Table 4: Comparative Profile of Deflazacort vs. Prednisone in DMD
Feature | Deflazacort | Prednisone / Prednisolone |
---|---|---|
Dosing Equivalence | ~6 mg deflazacort ≈ 5 mg prednisone (1.2:1 ratio) | Standard comparator |
Recommended DMD Dose | ~0.9 mg/kg/day | ~0.75 mg/kg/day |
Efficacy (Muscle Strength) | Effective; may offer greater benefit in preserving strength over the long term (>12 weeks) | Effective; standard of care |
Efficacy (Ambulation) | May be superior in delaying loss of ambulation and slowing decline in timed function tests | Effective at delaying loss of ambulation vs. no treatment |
Side Effect: Weight Gain | Significantly less pronounced | More pronounced; a common and significant issue |
Side Effect: Behavioral Issues | Fewer issues reported (e.g., irritability, aggression) | More issues reported |
Side Effect: Bone Health/Growth | Associated with greater growth suppression and potentially higher fracture risk in DMD cohorts | May have a less detrimental impact on bone and growth |
Side Effect: Cataracts | Higher risk of asymptomatic cataract formation | Lower risk |
Mineralocorticoid Activity | Minimal to none | Present; can contribute to fluid retention |
U.S. Cost (Historical) | Very high (brand name) | Low (generic) |
U.S. Cost (Current) | High (brand name); lower-cost generics now available | Low (generic) |
Deflazacort is a well-established corticosteroid that has been repositioned as a primary, FDA-approved therapy for Duchenne muscular dystrophy. Its efficacy in slowing the relentless progression of this disease is well-documented, offering tangible benefits in preserving muscle strength, prolonging ambulation, and protecting cardiorespiratory function. Its primary clinical advantage over the traditional standard of care, prednisone, lies in its demonstrably better profile concerning weight gain and behavioral side effects—two issues that significantly impact the quality of life for patients and their families.

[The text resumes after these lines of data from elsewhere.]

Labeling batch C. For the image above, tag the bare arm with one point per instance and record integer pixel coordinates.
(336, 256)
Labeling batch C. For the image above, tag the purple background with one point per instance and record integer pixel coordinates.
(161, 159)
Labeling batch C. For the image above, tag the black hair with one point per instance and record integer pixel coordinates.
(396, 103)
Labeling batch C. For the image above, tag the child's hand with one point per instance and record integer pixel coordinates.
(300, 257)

However, these benefits are counterbalanced by a distinct set of risks, including a higher incidence of cataracts and potentially more severe effects on linear growth and bone health. This complex safety profile underscores that there is no universally superior corticosteroid for all patients with DMD. The therapeutic choice must be a highly individualized one, carefully weighing the specific risks and benefits for each patient.

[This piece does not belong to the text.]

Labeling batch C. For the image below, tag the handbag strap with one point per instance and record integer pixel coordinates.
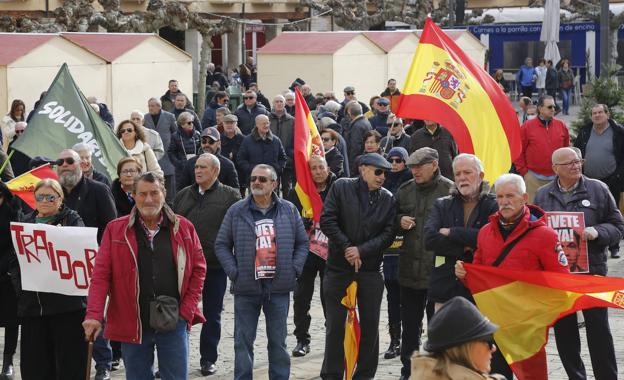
(509, 247)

The commercial history of deflazacort in the United States serves as a powerful and cautionary tale in pharmaceutical economics, highlighting the tensions between the laudable goals of the Orphan Drug Act and the potential for market strategies that lead to exorbitant pricing for established medicines. The recent introduction of generic alternatives marks a pivotal shift, promising to improve access and potentially rebalance the clinical decision-making process by reducing the influence of cost.

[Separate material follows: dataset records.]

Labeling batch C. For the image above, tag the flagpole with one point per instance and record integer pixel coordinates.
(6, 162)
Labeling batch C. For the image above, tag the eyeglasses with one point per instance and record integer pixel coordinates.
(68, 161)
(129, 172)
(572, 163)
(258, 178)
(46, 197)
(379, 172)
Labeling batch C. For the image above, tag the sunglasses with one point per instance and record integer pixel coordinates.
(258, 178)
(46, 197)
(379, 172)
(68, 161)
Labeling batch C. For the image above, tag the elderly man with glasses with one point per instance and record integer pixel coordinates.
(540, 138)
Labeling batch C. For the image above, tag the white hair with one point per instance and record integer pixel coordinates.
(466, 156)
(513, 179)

Looking forward, the role of deflazacort will continue to be defined within an evolving therapeutic landscape for DMD. The advent of novel therapies, including next-generation steroids like vamorolone, which are designed to uncouple anti-inflammatory efficacy from classic steroid side effects, as well as an expanding array of mutation-specific genetic therapies, will likely lead to more complex, combination-based treatment paradigms.[17] Future research will be essential to determine the optimal use of deflazacort—whether as a foundational monotherapy for certain patient subgroups or as a component of a multi-drug regimen—in the ongoing effort to transform the future for all individuals living with Duchenne muscular dystrophy.